One focus of AFT lobbying on IDEA will be to promote balanced discipline policies that allow schools to address chronic disruptive behavior that interferes with learning for disabled and nondisabled students alike, while still providing the educational services the law requires. "We need to address the issue of chronically disruptive students and where to place them when they can no longer function in their current environment," says Thomas. Current provisions, which allow schools to suspend students with disabilities for up to 10 school days, are woefully inadequate and leave too much discretion to building administrators.
Colvin, who works with autistic students, says a couple things have happened in New York to undermine discipline. The school system restricts the use of verbal discipline, and it has not funded in-school alternative placements, so discipline options are very limited. "These children know the law better than we do," he says.
Thomas points out other issues in IDEA for paraprofessionals to watch for. One is their role in filling out special education paperwork, especially in schools with inadequate secretarial staffing. As with other duties, paraprofessionals need adequate training if this is part of their job. Another issue, Thomas says, is the involvement of paraprofessionals in students' individual education plans, or IEPs. While paras rarely participate in developing the IEP, their services or job duties might be written into a plan without them even knowing it. Failure to inform and educate the paraprofessional could have legal consequences for the school as well as the staff.

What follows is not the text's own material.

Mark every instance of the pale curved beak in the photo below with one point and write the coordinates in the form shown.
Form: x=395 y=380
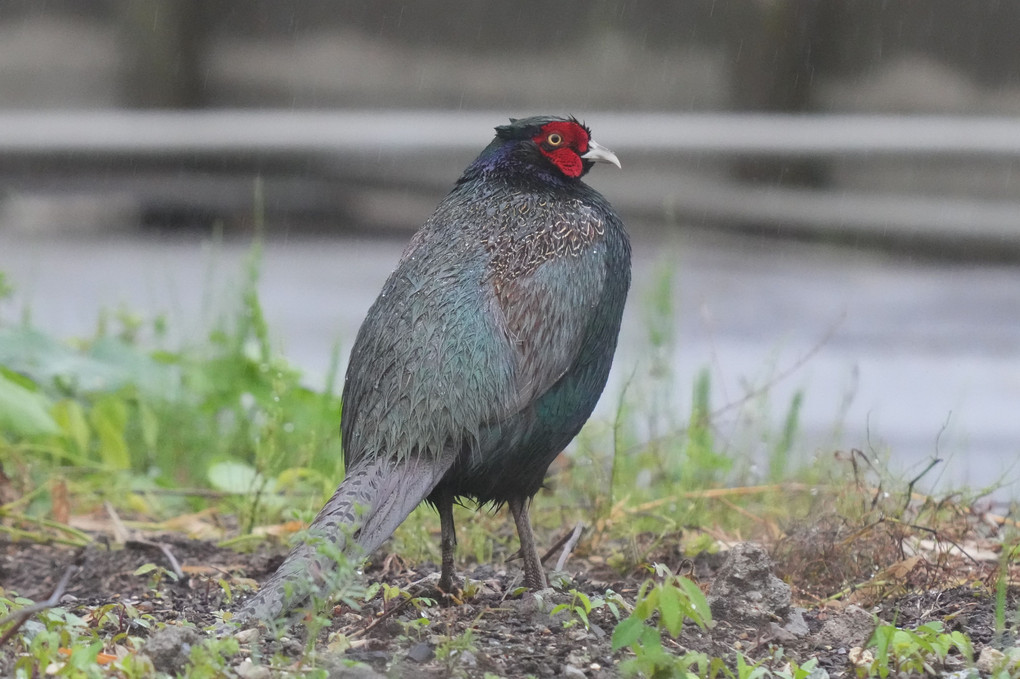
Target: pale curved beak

With all these challenges, you might wonder why anyone would want to do these jobs. The paraprofessionals and others who work in special education say it all comes back to the students.
"I love my job, and I love the children," says Terry Goforth. "Obviously I do or I wouldn't have been there for 16 years at this rate of pay."
Says Nancy Delaney, who works one on one with a girl with cerebral palsy, "I think I can make a difference with these kids. It keeps my priorities straight each and every day. The little girl I work with, as much as she's a lot of work, she's like a little angel."